Mastercard Adds USDC, PYUSD, RLUSD for Stablecoin Settlement

Mastercard is widening its stablecoin settlement capabilities, adding support for USDC, PYUSD, RLUSD and other stablecoins. The move, announced this week, lets merchants and issuers settle payments using these digital currencies across multiple blockchains. It's the latest sign that traditional payment networks are treating stablecoins as a serious alternative to conventional settlement methods.

The stablecoins in play

The expanded list includes USDC, the second-largest stablecoin by market cap; PYUSD, PayPal's dollar-pegged token; and RLUSD, a relatively newer stablecoin. Mastercard didn't name every token it's adding—just that it's now supporting those three plus others. That's a broader set than the firm's earlier stablecoin experiments, which were more limited in scope.

Multiple blockchains, one settlement rail

Mastercard says the new settlement options will work across several blockchains, though it didn't specify which ones. That flexibility matters: stablecoins on different chains can now be used to settle payments through Mastercard's network without forcing users onto a single chain. The company has been testing stablecoin settlement for years, but this is its broadest commercial push yet.

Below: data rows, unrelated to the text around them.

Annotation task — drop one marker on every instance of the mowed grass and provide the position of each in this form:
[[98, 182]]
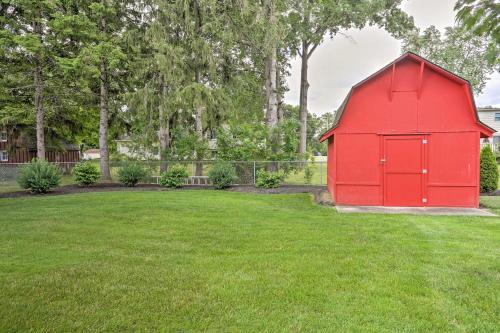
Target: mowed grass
[[221, 261]]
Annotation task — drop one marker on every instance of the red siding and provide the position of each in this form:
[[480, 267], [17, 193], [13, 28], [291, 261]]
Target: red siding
[[436, 161]]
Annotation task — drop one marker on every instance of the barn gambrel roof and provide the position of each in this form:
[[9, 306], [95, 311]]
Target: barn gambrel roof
[[487, 131]]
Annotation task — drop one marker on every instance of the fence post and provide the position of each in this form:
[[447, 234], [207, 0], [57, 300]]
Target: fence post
[[321, 173], [254, 179]]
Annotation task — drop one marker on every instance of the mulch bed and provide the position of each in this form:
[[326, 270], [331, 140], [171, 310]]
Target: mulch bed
[[320, 194]]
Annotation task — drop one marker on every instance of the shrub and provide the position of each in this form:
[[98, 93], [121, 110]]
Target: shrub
[[489, 170], [222, 175], [175, 176], [39, 176], [131, 173], [86, 173], [268, 179]]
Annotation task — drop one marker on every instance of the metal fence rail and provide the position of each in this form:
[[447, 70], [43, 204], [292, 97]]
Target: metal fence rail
[[295, 172]]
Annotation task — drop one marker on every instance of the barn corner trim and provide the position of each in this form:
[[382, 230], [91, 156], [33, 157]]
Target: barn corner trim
[[485, 130]]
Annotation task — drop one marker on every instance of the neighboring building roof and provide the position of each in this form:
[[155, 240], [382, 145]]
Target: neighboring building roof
[[410, 55]]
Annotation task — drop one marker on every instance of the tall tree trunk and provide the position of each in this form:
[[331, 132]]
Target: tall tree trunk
[[199, 133], [164, 133], [199, 108], [198, 128], [279, 94], [304, 86], [271, 84], [40, 111], [103, 123]]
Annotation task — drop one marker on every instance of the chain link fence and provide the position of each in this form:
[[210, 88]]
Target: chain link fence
[[295, 172]]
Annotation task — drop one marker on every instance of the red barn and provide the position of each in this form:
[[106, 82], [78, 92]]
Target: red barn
[[408, 135]]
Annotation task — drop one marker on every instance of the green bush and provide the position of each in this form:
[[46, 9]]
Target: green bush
[[489, 170], [86, 173], [175, 176], [267, 179], [131, 173], [308, 173], [222, 175], [39, 176]]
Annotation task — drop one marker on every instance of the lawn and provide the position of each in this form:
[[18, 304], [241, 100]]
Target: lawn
[[222, 261]]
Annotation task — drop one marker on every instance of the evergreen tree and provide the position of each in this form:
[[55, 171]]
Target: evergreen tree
[[489, 170]]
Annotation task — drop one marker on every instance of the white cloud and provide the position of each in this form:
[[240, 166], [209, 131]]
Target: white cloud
[[341, 62]]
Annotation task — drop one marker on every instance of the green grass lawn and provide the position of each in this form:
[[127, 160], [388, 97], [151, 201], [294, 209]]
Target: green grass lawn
[[221, 261]]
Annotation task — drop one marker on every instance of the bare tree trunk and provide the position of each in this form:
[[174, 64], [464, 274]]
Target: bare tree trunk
[[271, 85], [304, 86], [103, 123], [199, 108], [198, 129], [164, 132], [40, 111], [279, 95]]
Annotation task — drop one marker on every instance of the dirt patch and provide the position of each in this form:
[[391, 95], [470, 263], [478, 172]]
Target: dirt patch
[[321, 196]]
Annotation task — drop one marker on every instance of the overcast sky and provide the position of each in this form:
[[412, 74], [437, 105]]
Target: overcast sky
[[341, 62]]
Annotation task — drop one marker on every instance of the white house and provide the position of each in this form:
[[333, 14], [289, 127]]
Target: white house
[[491, 117]]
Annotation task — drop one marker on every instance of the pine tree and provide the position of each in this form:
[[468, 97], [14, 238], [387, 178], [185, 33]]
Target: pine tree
[[489, 170]]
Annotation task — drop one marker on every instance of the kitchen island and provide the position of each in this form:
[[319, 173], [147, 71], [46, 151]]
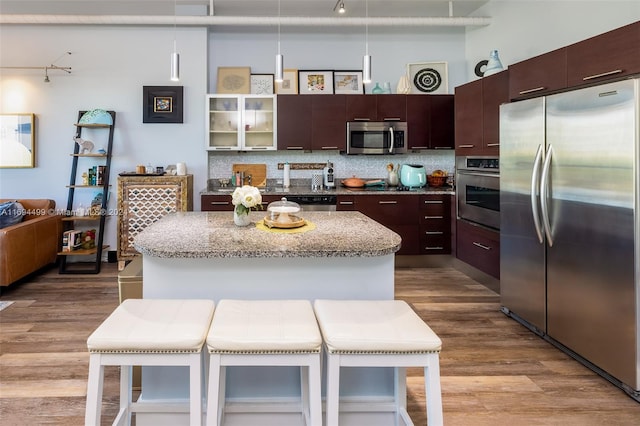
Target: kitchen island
[[204, 255]]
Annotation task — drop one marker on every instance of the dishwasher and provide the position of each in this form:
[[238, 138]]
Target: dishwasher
[[315, 203]]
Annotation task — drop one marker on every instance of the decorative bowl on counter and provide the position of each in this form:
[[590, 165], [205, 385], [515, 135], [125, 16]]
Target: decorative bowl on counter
[[283, 214]]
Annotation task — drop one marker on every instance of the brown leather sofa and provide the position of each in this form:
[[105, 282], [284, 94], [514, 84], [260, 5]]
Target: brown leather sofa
[[31, 244]]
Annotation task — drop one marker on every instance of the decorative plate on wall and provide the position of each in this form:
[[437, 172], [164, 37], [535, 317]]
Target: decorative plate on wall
[[428, 78]]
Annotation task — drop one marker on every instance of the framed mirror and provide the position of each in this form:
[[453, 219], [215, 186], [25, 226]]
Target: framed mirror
[[17, 141]]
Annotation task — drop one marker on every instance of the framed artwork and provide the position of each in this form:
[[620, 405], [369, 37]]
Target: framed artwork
[[17, 141], [234, 80], [315, 82], [348, 83], [162, 104], [262, 84], [428, 78], [289, 85]]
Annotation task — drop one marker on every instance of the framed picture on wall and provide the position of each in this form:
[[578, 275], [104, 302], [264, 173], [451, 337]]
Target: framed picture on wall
[[428, 78], [162, 104], [348, 83], [234, 80], [262, 84], [289, 85], [315, 82]]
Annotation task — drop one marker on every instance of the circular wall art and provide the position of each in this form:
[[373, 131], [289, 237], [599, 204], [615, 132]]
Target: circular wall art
[[428, 77], [427, 80]]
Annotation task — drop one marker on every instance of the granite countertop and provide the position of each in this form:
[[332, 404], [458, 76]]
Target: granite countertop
[[214, 235], [338, 190]]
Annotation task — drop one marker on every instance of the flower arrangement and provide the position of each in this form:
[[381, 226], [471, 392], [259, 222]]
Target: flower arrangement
[[245, 198]]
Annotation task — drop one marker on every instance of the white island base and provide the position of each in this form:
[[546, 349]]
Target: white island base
[[273, 390]]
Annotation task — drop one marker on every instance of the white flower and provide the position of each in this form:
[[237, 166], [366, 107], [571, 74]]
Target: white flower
[[245, 198]]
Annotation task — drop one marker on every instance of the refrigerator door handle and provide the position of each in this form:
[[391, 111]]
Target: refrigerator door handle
[[535, 178], [544, 190]]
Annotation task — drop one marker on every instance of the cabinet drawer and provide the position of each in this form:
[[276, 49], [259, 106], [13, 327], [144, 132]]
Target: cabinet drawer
[[479, 248], [214, 203], [389, 209]]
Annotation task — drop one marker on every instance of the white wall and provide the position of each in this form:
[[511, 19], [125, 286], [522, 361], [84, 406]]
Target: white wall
[[110, 65], [522, 29]]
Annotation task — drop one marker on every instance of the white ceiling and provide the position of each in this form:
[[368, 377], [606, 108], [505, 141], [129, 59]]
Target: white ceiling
[[304, 8]]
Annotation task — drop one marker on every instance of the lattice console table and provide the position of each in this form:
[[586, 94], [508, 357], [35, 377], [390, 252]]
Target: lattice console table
[[142, 200]]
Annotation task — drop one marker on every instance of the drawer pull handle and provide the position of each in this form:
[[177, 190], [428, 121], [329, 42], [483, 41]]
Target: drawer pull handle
[[604, 74], [537, 89], [482, 246]]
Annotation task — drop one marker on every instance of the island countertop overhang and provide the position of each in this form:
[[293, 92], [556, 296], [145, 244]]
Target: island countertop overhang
[[214, 235]]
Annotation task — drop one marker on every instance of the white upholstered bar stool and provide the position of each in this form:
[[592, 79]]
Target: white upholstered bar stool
[[379, 333], [265, 333], [149, 332]]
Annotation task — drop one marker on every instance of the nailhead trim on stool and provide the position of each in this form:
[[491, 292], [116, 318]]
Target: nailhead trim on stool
[[379, 333], [148, 332], [265, 333]]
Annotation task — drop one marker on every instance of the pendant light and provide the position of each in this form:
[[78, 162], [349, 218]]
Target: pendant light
[[279, 75], [175, 57], [366, 60]]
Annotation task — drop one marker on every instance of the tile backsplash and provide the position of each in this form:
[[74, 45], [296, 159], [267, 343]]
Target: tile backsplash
[[362, 166]]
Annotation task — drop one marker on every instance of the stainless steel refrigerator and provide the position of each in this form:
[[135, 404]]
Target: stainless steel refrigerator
[[570, 224]]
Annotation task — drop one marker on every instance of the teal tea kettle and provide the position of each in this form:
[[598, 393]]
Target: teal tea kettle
[[413, 175]]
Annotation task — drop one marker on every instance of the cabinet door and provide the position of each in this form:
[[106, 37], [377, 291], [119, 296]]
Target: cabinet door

Why the timing makes sense

Stablecoins let value move in minutes, not days. By plugging them directly into its settlement system, Mastercard gives its bank and merchant clients a faster, cheaper way to finalize transactions—especially cross-border ones. The move also puts it in closer competition with Visa, which has been running its own stablecoin settlement pilots. Mastercard hasn't disclosed a rollout timeline, but the expansion signals that stablecoins are no longer a fringe experiment in mainstream payments.